Careless use of preemptive antibiotics in preservation fluid can inadvertently promote resistance, particularly the emergence of Enterobacteriaceae-producing extended-spectrum β-lactamases. This risk is heightened in recipients with predisposing factors for Enterobacteriaceae-producing extended-spectrum β-lactamases, including diabetes mellitus, recent urinary tract procedures, treatment with additional immunotherapies (such as plasmapheresis and rituximab), and extended hospital stays [12].

The primary strength of this review is that it is the first scoping review to evaluate outcomes related to culture-positive preservation fluid in kidney transplantation. However, a significant limitation is data heterogeneity. Not all studies consistently detailed the characteristics of donors, recipients, transplants, immunological data, or aspects pertinent to the surgical process. This inconsistency complicates efforts to extrapolate indications on optimal decision-making. It is evident that preservation fluid positivity in kidney transplantation is a global concern, given that the included articles hail from diversely resourced countries. A limitation of the incuded studies is their retrospective nature and being predominantly single-center.

Based on the findings of this scoping review, we propose recommendations concerning organ preservation fluid in kidney transplantation, described in Table 2.

Table 2 Suggestions for managing preservation fluid contamination in kidney transplantation

In conclusion, routine culture of preservation fluid is indicated to identify pathogenic organisms and provide targeted treatment, preventing the development of donor-derived infections.

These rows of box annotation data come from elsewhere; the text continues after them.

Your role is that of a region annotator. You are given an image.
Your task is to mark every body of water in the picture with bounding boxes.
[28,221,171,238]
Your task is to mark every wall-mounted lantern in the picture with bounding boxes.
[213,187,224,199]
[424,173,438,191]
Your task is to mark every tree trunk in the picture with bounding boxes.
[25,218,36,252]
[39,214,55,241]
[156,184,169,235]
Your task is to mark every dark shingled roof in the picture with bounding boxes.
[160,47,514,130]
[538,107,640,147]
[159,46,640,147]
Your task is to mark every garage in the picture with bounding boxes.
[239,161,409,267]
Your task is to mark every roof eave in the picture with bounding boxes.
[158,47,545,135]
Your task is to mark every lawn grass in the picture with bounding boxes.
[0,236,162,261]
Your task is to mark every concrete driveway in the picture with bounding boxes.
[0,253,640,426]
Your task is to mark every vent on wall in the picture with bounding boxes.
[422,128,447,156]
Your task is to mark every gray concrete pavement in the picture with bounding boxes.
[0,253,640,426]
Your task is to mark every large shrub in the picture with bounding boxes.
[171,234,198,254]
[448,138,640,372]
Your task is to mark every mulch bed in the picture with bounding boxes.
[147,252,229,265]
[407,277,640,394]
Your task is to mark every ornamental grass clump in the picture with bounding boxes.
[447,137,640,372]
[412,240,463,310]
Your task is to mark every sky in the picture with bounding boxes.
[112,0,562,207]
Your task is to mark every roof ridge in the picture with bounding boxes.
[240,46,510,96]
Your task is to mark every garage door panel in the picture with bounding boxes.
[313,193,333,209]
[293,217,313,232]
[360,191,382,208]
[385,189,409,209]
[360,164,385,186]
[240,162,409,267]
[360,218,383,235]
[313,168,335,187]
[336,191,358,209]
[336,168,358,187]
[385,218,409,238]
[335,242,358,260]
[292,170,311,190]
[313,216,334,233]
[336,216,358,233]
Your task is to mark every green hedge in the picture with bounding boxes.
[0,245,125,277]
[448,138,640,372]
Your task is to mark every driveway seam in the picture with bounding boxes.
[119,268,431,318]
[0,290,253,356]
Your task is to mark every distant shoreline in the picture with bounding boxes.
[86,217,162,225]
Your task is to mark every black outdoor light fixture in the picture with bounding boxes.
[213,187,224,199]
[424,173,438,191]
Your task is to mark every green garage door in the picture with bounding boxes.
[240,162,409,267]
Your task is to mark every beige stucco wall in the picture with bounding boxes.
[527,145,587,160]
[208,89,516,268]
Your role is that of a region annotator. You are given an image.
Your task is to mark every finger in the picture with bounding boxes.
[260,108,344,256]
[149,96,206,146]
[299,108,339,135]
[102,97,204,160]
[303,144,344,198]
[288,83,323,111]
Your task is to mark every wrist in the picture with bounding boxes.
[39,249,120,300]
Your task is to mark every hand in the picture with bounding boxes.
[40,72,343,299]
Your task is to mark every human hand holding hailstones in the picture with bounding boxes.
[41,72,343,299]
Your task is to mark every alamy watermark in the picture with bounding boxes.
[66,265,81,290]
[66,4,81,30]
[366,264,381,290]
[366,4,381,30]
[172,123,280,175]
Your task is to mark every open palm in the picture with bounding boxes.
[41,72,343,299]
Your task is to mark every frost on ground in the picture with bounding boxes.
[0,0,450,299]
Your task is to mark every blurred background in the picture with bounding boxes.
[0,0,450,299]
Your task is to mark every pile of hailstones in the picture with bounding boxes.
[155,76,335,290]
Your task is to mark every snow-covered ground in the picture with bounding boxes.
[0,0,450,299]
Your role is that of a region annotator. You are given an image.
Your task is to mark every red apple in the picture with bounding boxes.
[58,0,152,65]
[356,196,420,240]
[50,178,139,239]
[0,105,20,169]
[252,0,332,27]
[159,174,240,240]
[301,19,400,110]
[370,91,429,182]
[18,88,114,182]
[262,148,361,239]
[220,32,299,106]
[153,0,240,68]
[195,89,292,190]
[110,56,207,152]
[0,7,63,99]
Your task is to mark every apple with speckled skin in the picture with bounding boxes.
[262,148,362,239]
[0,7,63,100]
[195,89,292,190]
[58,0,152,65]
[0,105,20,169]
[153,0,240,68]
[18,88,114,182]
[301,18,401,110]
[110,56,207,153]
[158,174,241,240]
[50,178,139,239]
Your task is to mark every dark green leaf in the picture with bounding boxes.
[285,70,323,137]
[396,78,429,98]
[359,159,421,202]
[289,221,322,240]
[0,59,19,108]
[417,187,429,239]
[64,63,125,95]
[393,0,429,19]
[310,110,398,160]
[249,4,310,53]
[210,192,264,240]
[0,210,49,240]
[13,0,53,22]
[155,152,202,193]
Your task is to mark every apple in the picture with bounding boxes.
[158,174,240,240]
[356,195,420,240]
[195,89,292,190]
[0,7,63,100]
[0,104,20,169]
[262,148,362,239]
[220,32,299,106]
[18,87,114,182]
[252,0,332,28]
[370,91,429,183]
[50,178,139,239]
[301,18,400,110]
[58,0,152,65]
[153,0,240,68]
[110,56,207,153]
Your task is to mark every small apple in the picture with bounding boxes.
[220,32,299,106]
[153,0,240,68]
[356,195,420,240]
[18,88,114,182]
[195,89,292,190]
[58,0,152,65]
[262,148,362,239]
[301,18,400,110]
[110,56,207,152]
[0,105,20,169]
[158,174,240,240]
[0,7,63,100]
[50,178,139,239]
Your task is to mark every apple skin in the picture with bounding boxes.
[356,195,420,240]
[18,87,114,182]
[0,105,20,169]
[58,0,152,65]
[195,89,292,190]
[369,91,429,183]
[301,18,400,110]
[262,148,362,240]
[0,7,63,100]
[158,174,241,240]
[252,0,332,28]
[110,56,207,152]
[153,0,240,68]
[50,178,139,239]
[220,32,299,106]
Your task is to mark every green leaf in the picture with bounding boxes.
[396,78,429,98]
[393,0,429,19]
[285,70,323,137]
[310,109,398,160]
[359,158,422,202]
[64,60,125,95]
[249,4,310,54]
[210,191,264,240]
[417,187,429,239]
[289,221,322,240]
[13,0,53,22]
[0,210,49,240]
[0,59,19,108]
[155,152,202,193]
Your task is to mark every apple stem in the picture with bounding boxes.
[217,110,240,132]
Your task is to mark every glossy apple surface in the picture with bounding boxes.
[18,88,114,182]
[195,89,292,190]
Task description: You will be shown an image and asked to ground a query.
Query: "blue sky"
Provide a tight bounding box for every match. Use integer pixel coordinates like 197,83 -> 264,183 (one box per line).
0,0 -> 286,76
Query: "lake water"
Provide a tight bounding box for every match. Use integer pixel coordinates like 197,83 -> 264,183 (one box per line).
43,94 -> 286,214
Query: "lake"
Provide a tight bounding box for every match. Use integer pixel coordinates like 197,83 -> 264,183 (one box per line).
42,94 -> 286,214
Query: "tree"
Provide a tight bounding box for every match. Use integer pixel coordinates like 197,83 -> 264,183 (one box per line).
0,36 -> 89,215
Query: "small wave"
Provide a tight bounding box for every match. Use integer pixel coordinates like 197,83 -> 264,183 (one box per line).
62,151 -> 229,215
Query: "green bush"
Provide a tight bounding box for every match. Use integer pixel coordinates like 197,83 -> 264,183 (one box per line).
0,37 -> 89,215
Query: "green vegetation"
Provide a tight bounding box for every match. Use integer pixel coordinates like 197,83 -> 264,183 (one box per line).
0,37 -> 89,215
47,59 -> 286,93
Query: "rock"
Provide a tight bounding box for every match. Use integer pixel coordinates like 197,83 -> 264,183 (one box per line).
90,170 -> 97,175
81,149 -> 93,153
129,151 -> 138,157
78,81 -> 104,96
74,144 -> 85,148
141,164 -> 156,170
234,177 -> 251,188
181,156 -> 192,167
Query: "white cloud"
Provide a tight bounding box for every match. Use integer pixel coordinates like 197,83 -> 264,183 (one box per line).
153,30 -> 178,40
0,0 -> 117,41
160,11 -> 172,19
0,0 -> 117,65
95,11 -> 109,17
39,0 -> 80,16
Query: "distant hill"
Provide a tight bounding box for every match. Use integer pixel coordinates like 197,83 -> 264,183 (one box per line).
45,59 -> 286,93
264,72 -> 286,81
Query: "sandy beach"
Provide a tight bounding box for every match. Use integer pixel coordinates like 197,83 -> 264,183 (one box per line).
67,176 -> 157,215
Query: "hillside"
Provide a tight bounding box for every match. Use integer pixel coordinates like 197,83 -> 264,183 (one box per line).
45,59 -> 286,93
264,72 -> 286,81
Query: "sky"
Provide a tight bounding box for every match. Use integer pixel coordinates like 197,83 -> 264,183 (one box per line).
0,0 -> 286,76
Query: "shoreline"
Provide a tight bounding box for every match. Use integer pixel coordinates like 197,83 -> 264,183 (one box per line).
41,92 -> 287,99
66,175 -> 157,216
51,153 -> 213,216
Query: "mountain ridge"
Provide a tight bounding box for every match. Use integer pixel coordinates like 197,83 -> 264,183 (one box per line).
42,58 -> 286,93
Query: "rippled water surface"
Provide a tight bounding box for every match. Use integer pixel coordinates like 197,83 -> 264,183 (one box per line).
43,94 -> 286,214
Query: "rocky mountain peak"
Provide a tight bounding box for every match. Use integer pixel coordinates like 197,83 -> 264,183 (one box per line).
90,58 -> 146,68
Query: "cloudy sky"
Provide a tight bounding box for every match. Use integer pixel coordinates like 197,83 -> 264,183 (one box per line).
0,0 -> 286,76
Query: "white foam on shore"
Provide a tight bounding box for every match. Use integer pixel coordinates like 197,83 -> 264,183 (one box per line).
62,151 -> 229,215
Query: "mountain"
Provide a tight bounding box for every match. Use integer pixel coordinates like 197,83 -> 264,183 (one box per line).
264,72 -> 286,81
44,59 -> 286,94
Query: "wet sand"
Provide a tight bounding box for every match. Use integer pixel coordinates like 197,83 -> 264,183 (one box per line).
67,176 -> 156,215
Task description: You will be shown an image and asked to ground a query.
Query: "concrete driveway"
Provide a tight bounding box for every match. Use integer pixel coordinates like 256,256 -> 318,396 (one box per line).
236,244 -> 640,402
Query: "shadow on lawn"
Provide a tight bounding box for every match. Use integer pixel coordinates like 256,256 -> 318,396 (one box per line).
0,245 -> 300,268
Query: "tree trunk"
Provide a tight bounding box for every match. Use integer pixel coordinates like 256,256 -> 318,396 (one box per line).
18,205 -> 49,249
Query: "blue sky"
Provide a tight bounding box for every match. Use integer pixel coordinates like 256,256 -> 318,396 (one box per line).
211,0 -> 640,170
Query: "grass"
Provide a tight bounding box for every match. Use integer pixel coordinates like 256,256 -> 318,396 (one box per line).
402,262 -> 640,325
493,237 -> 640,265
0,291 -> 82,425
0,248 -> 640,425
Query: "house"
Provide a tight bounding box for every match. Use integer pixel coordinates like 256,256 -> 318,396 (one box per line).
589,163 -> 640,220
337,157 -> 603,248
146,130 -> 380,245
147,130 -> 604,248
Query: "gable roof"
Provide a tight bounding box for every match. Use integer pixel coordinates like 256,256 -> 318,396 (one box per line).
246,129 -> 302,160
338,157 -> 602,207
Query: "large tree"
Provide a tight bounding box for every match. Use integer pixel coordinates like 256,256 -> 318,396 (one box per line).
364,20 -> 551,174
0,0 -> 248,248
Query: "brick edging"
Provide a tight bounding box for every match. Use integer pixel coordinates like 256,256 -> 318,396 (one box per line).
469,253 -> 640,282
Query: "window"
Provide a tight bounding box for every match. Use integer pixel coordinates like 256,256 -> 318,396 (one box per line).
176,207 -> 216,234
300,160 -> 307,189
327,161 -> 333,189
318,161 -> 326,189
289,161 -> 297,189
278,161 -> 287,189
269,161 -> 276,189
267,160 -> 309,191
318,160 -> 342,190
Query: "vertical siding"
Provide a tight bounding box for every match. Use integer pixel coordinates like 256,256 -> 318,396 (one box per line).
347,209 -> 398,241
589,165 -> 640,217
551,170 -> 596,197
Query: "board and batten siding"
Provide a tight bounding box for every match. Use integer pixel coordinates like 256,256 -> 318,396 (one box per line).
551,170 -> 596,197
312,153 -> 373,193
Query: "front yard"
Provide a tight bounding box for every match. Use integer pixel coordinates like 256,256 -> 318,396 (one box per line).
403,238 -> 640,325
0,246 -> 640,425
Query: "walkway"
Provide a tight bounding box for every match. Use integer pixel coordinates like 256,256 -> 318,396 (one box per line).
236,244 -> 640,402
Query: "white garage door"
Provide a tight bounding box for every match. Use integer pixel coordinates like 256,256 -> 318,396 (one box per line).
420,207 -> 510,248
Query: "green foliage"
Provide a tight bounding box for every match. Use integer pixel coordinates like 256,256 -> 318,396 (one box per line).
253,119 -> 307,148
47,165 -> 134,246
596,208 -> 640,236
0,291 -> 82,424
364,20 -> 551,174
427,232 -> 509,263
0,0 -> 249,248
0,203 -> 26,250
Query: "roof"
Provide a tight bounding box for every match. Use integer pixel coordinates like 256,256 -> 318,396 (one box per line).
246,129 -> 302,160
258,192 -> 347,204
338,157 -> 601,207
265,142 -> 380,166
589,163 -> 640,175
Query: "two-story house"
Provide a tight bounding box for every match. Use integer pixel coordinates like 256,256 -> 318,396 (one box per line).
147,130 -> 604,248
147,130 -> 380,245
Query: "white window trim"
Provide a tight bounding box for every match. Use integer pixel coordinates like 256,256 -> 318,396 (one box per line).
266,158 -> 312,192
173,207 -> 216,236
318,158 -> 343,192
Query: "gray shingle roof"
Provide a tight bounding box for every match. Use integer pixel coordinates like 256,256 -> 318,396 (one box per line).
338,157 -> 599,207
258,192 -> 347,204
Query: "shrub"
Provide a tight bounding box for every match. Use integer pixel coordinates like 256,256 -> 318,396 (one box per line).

A considerable proportion of contamination is attributed to non-pathogenic or low-virulence microorganisms, with a minimal risk of developing relevant infection, thus, antimicrobial treatment for these pathogens can be avoided, reducing the excessive use of antibiotics and the induction of resistance. For ESKAPE pathogens or Candida species, considered highly pathogenic, preemptive therapy may allow protection against infections. Therefore, we suggest that preemptive antibiotic therapy should always be used when ESKAPE or Candida pathogens are detected in preservation fluids.

Prospective clinical trials and larger-scale studies need to be conducted to validate these assumptions and recommendations drawn from retrospective analyses. As of now, this scoping review represents the most comprehensive summary of evidence regarding outcomes associated with contamination of preservation fluids in kidney transplantation and suggestions on its management.